The delay to section 106 monies for Environment and Transport are justified according to the director because “the existing infrastructure is surely more than able to cope with the increased traffic movements that a development of just 5 dwellings will cause”

The delay to section 106 community facility and open space contributions are justifiable because the monies “are not of sufficient size or scale in our opinion to be essential prior to occupation” according to the director’s statement.


According to filings with Companies House, the sole director of Box Space Limited is also the sole director and secretary of Westbourne Southern Limited which was incorporated over 12 years ago, in June 2000.

The director is furthermore the sole director of a third company, Westbourne (Winchester) Limited that was incorporated in March 2011 – and was once also known as Box Space Limited. It had changed its name 5 days before the incorporation of the current company with that name.

The director of the current Box Space company uses an email address at Westbourne (Winchester) in its correspondence with the Council.

A second director’s appointment at Westbourne (Winchester) was terminated in August, but that is not yet reflected in that company’s website.

The director was asked to comment by this website but has not yet responded.

A decision by B&DBC on the application is anticipated to be made in December.

The developer’s application is BDB/77206 and their request is in its document HERE – you can give the Council your feedback by filling in their comment form HERE.
The Harvest Home section 106 agreement is HERE, which is in the approved planning application for the 5 homes in BDB/75465.

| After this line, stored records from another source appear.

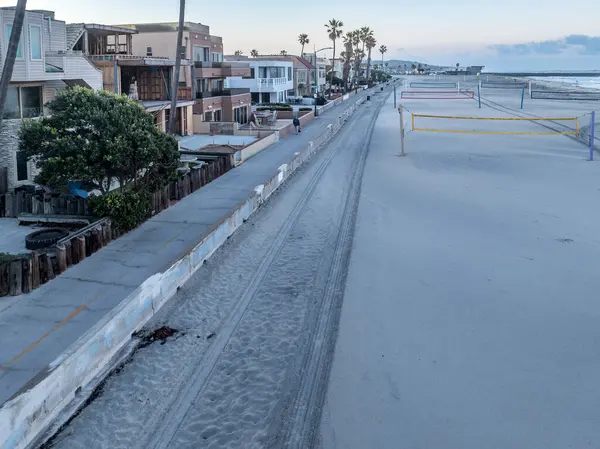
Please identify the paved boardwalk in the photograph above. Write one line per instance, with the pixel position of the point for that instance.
(37, 328)
(470, 319)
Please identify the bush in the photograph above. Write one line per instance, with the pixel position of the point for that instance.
(128, 208)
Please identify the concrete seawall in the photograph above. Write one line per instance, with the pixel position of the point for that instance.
(69, 379)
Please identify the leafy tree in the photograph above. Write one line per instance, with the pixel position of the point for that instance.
(101, 139)
(303, 39)
(334, 32)
(370, 42)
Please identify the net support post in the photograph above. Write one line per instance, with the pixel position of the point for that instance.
(400, 110)
(522, 98)
(592, 134)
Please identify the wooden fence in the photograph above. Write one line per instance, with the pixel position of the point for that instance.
(26, 273)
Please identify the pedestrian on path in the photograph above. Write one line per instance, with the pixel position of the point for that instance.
(296, 123)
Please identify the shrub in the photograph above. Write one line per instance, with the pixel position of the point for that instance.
(128, 208)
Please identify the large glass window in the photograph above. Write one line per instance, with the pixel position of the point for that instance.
(8, 30)
(11, 107)
(35, 42)
(31, 101)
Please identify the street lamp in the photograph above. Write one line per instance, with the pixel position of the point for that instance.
(316, 78)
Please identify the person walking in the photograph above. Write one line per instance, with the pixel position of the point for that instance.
(296, 124)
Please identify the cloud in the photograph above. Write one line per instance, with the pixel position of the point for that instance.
(573, 44)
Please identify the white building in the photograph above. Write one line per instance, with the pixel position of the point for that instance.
(42, 66)
(269, 81)
(321, 64)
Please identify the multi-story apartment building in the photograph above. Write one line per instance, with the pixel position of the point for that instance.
(304, 73)
(206, 72)
(146, 77)
(270, 80)
(321, 64)
(44, 64)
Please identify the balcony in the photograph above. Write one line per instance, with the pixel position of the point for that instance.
(221, 69)
(221, 93)
(184, 93)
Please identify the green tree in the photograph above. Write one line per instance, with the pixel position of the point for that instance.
(382, 50)
(334, 32)
(101, 139)
(11, 53)
(303, 39)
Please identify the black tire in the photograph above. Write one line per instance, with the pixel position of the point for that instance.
(44, 238)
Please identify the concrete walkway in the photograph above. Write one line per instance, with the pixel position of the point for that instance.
(40, 326)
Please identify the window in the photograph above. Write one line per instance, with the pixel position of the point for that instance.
(12, 108)
(22, 174)
(35, 42)
(8, 30)
(23, 102)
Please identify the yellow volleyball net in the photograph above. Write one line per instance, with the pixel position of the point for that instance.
(495, 125)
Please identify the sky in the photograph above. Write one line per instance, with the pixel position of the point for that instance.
(507, 35)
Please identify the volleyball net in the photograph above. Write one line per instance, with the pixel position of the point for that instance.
(438, 94)
(433, 85)
(542, 94)
(495, 125)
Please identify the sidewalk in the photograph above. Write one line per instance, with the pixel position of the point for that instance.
(35, 329)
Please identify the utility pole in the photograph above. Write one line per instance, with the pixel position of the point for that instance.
(11, 54)
(175, 84)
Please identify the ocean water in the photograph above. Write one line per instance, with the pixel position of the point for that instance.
(588, 82)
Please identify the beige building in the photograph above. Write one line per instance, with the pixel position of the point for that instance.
(205, 74)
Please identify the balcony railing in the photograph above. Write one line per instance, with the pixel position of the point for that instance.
(221, 93)
(112, 57)
(266, 82)
(184, 93)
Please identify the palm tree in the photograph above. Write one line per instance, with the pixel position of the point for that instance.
(303, 39)
(382, 50)
(11, 53)
(370, 42)
(354, 38)
(172, 117)
(334, 31)
(363, 35)
(347, 56)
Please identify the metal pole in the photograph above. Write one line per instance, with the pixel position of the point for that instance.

*The BEST contribution is to go towards “pedestrian, bus & cycle infrastructure within B3400 corridor: to include footpath scheme from Winchester Road to McFauld Way, side of Redleaf (est cost £20k) and Winchester Street (old A34), link along verge from West Street to The Old Police College (est cost £30k) and improvements to passenger waiting facilities at Whitchurch (est cost £40k) all as identified within the HCC preferred list of transport schemes and as apportioned by HCC in accordance with their Transport Contributions Policy guidelines.”

Comments (5)

  • Noel Privett

    If the “monies are not of sufficient size or scale,” then there should be no problem paying up, then.

  • Mike Stead

    Here’s one for [Cllrs.] Keith [Watts] & Eric [Dunlop] to get their teeth into: developers should not be able to flatten local amenities that employed locals and benefited the community, then sit on the land for years and years without paying up because they want to maximise profit on flipping the property.

    Ed.Note: There was, and is, a way (“Article 4”) for the Council to do what you suggest, but they voted not to. That was picked up by the BBC – see PUB DEMOLITION DEBATED…

  • Bev and Barry

    Another case of ….

    Developer gets to destroy rural community assets, ends up with lots of money and community loses out and has to put up with yet more excessive development with no additional infrastructure.

    Does anyone seriously believe that they will end up paying up after the development is completed and sold????

  • Graham Burgess

    I wrote to Sir George Young prior to the debate in The House of Commons.Due to his position he coud not speak but he promised to send me the Hansard Reoport on the proceedings. It is available on the web but the paper copy arrived and I have been able to read it at leisure.It is very interesting and one Charlotte Leslie (Bristol North West) adds some interesting values to the argument. She believes pubs are places where many people talk and they are the Chambers of the real world..Pubs donate £120 million a year to charity and 27% of couples first met in a pub. All this plus the £21 billion a year they contribute to the economy .
    Another issue touched upon was posible new possibilities for businesses that can prove they provide a community assett getting very much reduced Business rates.

    I am happy to hand the Hansard papers on if anyone wants to look at them.

    Graham Burgess
    89 2837

  • Keith Watts

    It is possible that this application will be withdrawn.

    For this issue it is not legislation about pubs that you need to look up, it is legislation about “planning obligations”, soon to be the Community Infrastructure Levy.